凱旋ともいえる春の登頂も、完了するまではそのように見えなかった。ベースキャンプから7000 m地点までのルートは2週間で順調に進んだが、それより上は困難な作業と怪我が相次いだ。当初予定されていた2週間ではなく、実に4週間をかけて、710 mの区間を登った。参加者からの情報によると、北壁の難易度は大きく過小評価されていた。7400 m地点で、ニコライ・トトミアニンが落石を受け、顔面を負傷し、さらに岩に激突して足に深い傷を負った。2日後、セルゲイ・ボリソフが落石に遭い、ヘルメットを打ち付けられ、頭部に打撲傷を負った(幸いにも深刻な怪我ではなかった)。同じ日に、アレクセイ・ボロトフが転落し、肋骨を折った。登頂は4日間中断された。5月22日、ミハイル・ミハイロフが体調不良のため登頂を断念した。
悪天候も追加の困難をもたらした。モンスーンが予想より早く到来し、最も難しい区間をアルピニストたちは強風と豪雪の中で通過しなければならなかった。

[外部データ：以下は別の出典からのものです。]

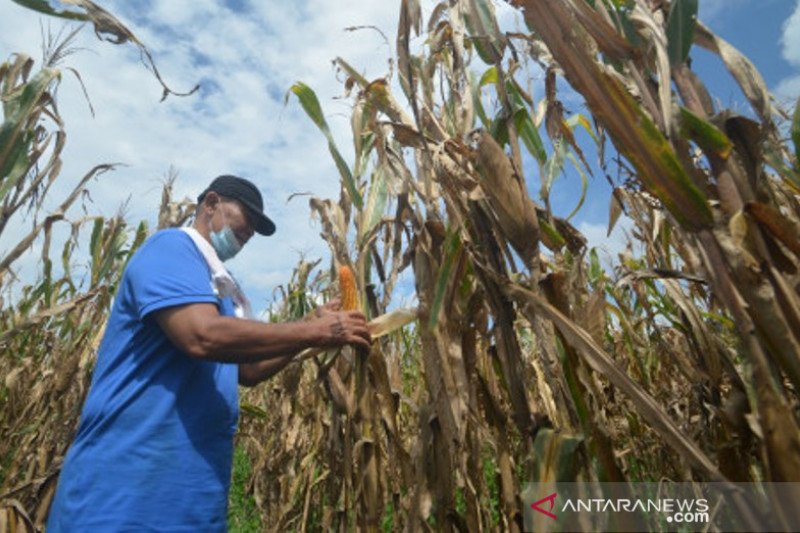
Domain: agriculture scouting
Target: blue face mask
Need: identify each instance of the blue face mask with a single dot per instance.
(225, 243)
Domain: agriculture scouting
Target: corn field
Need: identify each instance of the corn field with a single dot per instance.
(527, 358)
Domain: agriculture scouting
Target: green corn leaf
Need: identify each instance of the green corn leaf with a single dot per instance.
(550, 235)
(308, 99)
(490, 76)
(707, 136)
(452, 249)
(19, 106)
(796, 134)
(376, 205)
(680, 30)
(482, 27)
(530, 135)
(477, 101)
(584, 184)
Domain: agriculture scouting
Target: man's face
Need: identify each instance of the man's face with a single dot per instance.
(232, 213)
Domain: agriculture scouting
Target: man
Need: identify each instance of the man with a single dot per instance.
(154, 445)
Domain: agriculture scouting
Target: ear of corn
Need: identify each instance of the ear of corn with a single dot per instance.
(347, 288)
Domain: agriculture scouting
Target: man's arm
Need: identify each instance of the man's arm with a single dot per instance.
(251, 374)
(200, 331)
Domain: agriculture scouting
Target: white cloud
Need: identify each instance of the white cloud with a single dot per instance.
(789, 88)
(238, 123)
(609, 247)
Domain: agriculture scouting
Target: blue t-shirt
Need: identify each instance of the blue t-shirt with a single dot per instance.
(154, 445)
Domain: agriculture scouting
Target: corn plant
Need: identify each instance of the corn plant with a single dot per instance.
(681, 361)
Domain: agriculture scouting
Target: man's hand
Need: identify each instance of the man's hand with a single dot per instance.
(343, 327)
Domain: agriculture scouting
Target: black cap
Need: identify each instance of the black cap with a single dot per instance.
(247, 193)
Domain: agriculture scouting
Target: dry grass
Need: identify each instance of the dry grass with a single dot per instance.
(527, 360)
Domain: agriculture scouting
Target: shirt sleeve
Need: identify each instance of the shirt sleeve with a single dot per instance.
(168, 270)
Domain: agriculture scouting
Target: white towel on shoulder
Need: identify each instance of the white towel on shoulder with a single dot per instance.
(222, 281)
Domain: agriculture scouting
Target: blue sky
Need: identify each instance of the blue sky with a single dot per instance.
(246, 55)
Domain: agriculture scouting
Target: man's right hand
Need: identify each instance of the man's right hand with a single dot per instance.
(344, 327)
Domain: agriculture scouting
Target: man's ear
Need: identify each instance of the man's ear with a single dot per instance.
(211, 200)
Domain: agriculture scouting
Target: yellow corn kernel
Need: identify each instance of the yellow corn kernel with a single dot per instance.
(347, 289)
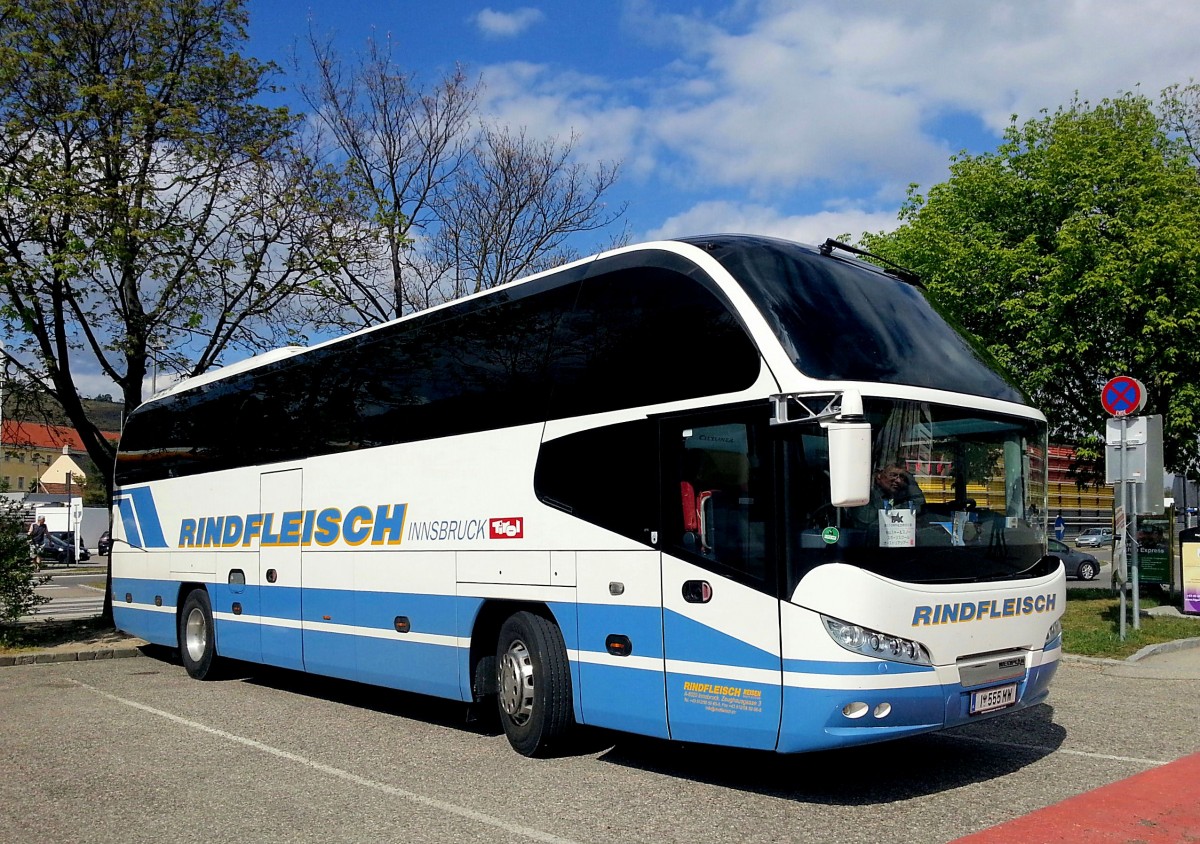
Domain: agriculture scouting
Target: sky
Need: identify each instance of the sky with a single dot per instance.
(790, 118)
(777, 117)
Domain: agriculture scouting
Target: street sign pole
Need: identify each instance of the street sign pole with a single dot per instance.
(1122, 397)
(1125, 528)
(1133, 564)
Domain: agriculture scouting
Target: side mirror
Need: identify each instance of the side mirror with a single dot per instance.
(850, 454)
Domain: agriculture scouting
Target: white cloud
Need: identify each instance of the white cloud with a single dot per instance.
(551, 103)
(507, 24)
(826, 93)
(775, 102)
(720, 216)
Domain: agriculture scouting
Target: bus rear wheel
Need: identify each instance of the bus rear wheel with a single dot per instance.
(533, 684)
(197, 636)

「兵士たちはムツリのように戦っている。神が彼らの英気、勇気、そして耐久性に報いるかもしれない」、「山での1時間1時間は不可能なことを乗り越えることだ... 精神的な緊張が高まっている。我々は互いに『もっとやれ』と要求することはできない。なぜなら、自分たちの限界さえもわからないからだ... 我々は慎重でなければならない。今は間違いを許されない」— チームメンバーはルートからこう伝えた。
2004年5月26日11:00、ルチキンとパブレンコのペアが7500 m以上を6日間かけて登り、ジャンヌ峰の北壁に初めて登頂した。5月28日、ニコライ・トトミアニン、ゲンナディイ・キリエフスキー、そしてセルゲイ・ボリソフの3人もルチキンとパブレンコの偉業を再現した。

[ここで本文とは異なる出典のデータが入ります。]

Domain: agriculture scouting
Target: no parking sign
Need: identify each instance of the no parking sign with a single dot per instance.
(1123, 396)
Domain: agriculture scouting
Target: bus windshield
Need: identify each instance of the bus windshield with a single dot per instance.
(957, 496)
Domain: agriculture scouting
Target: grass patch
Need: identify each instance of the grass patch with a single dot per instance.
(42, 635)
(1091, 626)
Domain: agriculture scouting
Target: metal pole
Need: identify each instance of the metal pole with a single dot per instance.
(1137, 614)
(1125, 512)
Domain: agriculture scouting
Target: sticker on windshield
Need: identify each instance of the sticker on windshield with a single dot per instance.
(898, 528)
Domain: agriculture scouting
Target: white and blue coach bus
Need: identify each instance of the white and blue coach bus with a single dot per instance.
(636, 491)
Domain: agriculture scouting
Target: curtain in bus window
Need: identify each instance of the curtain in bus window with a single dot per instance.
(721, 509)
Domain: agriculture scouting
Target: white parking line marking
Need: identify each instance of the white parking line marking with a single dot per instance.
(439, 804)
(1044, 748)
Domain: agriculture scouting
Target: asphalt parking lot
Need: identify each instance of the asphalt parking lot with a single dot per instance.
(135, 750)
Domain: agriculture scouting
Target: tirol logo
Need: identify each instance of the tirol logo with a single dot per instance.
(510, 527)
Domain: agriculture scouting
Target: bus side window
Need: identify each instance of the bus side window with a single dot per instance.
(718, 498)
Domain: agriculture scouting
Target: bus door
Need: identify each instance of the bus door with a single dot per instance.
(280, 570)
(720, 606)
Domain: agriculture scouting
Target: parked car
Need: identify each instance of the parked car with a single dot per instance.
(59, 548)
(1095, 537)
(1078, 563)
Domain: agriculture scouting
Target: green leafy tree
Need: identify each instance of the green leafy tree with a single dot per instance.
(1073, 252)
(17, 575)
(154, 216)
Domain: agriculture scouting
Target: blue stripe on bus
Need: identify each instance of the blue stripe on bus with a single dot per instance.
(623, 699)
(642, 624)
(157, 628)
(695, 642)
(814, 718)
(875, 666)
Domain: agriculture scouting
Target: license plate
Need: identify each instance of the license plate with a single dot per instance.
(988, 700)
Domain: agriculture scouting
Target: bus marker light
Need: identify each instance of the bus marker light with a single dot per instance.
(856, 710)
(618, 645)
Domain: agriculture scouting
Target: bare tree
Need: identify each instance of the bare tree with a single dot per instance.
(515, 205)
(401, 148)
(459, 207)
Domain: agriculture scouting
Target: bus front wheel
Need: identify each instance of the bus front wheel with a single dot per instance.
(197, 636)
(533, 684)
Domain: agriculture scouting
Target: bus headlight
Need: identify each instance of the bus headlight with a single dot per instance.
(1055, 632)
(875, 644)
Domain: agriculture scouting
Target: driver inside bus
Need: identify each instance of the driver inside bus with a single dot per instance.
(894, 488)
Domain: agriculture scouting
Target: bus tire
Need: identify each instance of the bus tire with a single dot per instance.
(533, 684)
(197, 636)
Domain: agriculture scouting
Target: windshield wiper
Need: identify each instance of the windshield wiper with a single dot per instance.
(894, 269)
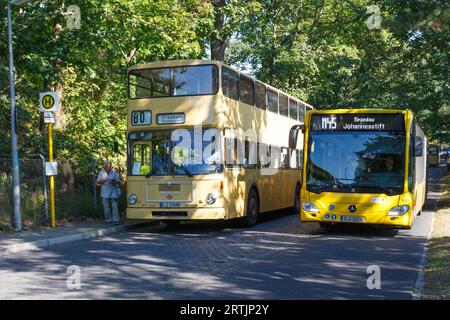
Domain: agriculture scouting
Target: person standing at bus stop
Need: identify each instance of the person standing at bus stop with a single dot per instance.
(110, 192)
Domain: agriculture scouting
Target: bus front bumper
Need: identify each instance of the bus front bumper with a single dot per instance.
(376, 218)
(176, 214)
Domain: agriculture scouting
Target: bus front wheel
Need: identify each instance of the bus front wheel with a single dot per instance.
(252, 209)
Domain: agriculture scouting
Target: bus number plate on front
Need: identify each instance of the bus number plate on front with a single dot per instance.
(169, 205)
(351, 219)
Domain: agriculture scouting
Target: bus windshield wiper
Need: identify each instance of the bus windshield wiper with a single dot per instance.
(150, 173)
(186, 170)
(320, 188)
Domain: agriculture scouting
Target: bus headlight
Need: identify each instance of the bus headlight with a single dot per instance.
(132, 199)
(211, 198)
(310, 207)
(398, 210)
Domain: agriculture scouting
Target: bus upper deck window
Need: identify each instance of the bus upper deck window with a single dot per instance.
(194, 80)
(284, 108)
(246, 90)
(260, 95)
(148, 83)
(230, 83)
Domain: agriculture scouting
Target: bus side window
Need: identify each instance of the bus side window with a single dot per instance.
(301, 112)
(142, 159)
(247, 90)
(272, 100)
(263, 155)
(284, 158)
(230, 83)
(250, 153)
(284, 108)
(293, 109)
(260, 96)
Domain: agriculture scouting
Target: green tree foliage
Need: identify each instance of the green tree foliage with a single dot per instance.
(88, 65)
(324, 52)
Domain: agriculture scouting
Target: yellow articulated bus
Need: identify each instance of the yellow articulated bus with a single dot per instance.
(363, 166)
(207, 142)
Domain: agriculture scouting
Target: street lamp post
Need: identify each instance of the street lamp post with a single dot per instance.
(15, 158)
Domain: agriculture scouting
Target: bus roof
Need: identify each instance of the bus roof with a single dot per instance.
(334, 111)
(194, 62)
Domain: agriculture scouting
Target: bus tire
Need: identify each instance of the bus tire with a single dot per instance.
(325, 225)
(252, 211)
(297, 199)
(171, 223)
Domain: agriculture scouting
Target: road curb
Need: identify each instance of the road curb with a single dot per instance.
(416, 293)
(85, 235)
(419, 283)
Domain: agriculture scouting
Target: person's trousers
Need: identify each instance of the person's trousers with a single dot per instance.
(107, 204)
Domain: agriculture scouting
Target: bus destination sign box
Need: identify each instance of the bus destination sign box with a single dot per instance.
(358, 122)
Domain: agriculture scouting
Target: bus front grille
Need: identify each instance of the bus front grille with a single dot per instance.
(169, 213)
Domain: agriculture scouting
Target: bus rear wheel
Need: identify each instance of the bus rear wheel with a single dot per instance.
(171, 223)
(252, 213)
(325, 225)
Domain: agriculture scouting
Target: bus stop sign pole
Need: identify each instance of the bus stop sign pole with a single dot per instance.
(49, 106)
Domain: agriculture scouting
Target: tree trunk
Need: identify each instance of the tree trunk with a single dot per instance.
(219, 43)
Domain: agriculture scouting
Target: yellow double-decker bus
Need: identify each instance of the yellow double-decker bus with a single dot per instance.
(363, 166)
(207, 142)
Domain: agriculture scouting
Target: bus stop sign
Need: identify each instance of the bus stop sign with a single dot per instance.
(48, 101)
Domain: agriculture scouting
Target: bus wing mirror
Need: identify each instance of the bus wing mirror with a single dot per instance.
(418, 146)
(293, 135)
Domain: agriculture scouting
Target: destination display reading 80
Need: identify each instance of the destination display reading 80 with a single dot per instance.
(358, 122)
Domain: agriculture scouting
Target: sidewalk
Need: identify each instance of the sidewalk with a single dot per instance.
(46, 237)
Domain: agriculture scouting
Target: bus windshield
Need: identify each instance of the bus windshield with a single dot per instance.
(154, 153)
(173, 81)
(366, 162)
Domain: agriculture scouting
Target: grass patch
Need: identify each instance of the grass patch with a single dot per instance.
(437, 270)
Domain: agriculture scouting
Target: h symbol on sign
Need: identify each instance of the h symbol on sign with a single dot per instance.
(329, 123)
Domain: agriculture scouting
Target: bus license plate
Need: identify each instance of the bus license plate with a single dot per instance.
(352, 219)
(169, 205)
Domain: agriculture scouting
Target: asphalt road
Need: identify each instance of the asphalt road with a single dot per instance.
(280, 258)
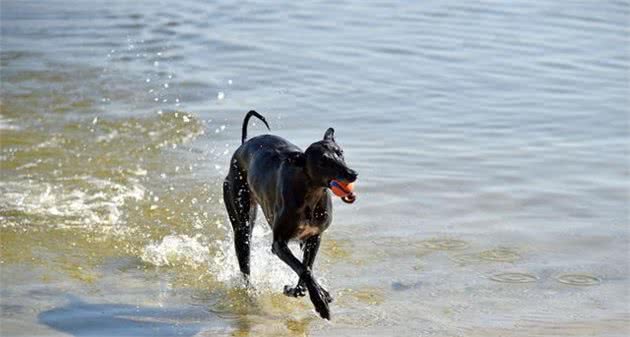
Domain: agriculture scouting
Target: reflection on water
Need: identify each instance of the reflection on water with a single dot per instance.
(79, 318)
(493, 189)
(579, 279)
(514, 277)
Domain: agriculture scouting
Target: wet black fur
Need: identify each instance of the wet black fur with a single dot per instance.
(291, 187)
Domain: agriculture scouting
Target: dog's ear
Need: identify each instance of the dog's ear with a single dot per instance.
(297, 159)
(330, 134)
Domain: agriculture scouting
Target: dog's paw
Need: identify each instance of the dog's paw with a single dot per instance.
(318, 300)
(297, 291)
(326, 295)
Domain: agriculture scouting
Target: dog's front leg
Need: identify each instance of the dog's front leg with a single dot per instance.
(283, 228)
(281, 249)
(310, 247)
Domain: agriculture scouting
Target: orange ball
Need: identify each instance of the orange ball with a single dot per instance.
(340, 189)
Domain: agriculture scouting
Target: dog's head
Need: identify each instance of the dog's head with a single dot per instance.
(324, 161)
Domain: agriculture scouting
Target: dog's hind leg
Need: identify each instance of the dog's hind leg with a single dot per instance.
(242, 212)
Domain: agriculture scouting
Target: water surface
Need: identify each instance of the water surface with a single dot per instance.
(491, 140)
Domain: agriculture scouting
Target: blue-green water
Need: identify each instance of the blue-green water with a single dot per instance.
(491, 140)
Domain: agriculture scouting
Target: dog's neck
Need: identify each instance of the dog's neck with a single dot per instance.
(314, 194)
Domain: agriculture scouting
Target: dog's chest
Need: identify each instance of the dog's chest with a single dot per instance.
(313, 222)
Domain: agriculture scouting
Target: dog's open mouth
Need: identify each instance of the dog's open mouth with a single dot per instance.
(343, 190)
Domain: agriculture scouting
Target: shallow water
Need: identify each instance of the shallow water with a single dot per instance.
(491, 140)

ロシアチームの勝利は、世界中のアルピニストコミュニティで大きな反響を呼んだ。Dougald MacDonald、Rock & Ice Magazine(Climbing, USA)編集長は、2004年を「ロシアアルピニズムのスターイヤー」と称賛した。「この登攀は、これまでアルピニズムで達成された中で、技術的に最も困難なものであることは間違いない。他の登攀との比較は必ずしも適切ではないが、エベレストへの登頂は、ジャンヌの北壁の未曾有の条件下での登攀に比べれば、『健康増進のための散歩』のように見えるだろう」— フランスアルパインクラブ連盟の公式の賛辞にはこう記されている。

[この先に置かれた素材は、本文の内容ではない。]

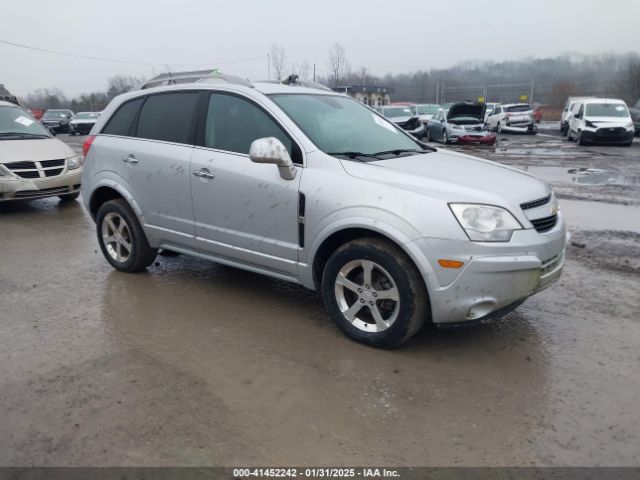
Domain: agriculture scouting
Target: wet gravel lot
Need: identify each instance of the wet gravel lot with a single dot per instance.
(193, 363)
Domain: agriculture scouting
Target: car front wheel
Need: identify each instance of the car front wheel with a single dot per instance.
(121, 238)
(374, 293)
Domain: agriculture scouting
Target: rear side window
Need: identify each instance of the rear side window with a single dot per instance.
(120, 122)
(168, 117)
(234, 123)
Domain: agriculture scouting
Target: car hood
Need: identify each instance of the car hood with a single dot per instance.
(33, 150)
(454, 177)
(467, 110)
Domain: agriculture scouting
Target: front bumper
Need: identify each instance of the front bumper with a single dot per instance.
(13, 188)
(495, 276)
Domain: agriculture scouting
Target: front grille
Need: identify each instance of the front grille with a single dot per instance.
(545, 224)
(28, 174)
(535, 203)
(52, 172)
(52, 163)
(50, 168)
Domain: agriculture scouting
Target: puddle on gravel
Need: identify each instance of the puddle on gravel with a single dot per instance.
(583, 176)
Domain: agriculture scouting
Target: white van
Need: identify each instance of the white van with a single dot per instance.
(601, 120)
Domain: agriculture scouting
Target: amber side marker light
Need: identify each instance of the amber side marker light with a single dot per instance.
(450, 263)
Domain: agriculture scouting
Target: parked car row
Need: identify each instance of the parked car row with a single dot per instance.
(462, 122)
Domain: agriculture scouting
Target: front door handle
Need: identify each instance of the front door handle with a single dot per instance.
(204, 173)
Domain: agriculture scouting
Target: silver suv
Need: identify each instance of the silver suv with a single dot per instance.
(313, 187)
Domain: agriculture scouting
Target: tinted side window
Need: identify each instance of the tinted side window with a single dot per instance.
(168, 117)
(120, 122)
(234, 123)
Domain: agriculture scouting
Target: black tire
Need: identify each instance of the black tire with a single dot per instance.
(69, 198)
(413, 309)
(141, 255)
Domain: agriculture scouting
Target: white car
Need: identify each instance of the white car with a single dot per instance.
(568, 112)
(33, 163)
(601, 120)
(514, 117)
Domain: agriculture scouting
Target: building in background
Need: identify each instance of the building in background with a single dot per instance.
(372, 95)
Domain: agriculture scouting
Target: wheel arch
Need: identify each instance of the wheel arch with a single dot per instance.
(110, 191)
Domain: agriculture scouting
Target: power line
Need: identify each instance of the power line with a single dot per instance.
(127, 62)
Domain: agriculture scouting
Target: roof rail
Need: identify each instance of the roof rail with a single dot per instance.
(198, 76)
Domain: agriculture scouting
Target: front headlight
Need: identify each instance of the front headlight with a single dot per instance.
(485, 223)
(74, 162)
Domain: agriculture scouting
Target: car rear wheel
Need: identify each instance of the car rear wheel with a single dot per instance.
(374, 293)
(121, 238)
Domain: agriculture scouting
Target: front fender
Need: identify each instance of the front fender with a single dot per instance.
(403, 237)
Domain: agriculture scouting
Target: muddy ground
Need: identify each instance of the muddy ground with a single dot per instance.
(192, 363)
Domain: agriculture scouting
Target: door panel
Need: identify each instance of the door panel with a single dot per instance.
(243, 210)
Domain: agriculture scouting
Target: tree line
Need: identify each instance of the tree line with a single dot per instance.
(551, 79)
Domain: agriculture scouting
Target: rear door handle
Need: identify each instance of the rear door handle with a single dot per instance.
(204, 173)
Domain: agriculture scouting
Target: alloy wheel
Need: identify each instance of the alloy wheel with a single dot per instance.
(116, 237)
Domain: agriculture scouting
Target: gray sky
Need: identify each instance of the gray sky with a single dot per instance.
(383, 36)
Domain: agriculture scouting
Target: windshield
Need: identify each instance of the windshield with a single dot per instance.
(85, 116)
(518, 108)
(341, 124)
(55, 114)
(15, 122)
(606, 110)
(393, 112)
(427, 109)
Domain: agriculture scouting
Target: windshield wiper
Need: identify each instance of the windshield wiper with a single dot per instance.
(352, 154)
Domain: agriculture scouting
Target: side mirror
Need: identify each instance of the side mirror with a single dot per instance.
(271, 150)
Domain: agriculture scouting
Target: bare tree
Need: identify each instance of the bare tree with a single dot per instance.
(337, 62)
(278, 58)
(122, 84)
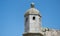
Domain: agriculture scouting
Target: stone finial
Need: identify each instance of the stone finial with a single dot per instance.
(32, 5)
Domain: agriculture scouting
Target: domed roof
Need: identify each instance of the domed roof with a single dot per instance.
(32, 10)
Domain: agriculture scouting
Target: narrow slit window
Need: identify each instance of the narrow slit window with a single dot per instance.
(33, 18)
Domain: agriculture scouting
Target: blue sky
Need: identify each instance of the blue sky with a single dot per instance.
(12, 15)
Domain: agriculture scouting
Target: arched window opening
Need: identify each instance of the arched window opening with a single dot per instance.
(33, 18)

ロシアの選手たちの勝利は、オディンツォフチームを「ゴールデンアイスハンマー」(世界で最も権威あるアルピニスト賞)の最有力候補に押し上げた。
連絡先:
サンクトペテルブルク:アンナ・ストルボワ、プロジェクト広報担当、電話 (812) 943-10-34 モスクワ:ロマン・アメドフ、電話 (095) 788-00-44 ラリサ・マルティンキナ、電話 (095) 232-67-02
ロシアの道 — 世界の壁「Panasonic — ジャンヌ北壁II」
登頂の記録
2004年3月24日、「Panasonic — ジャンヌ北壁II」遠征のチームはネパールに到着した。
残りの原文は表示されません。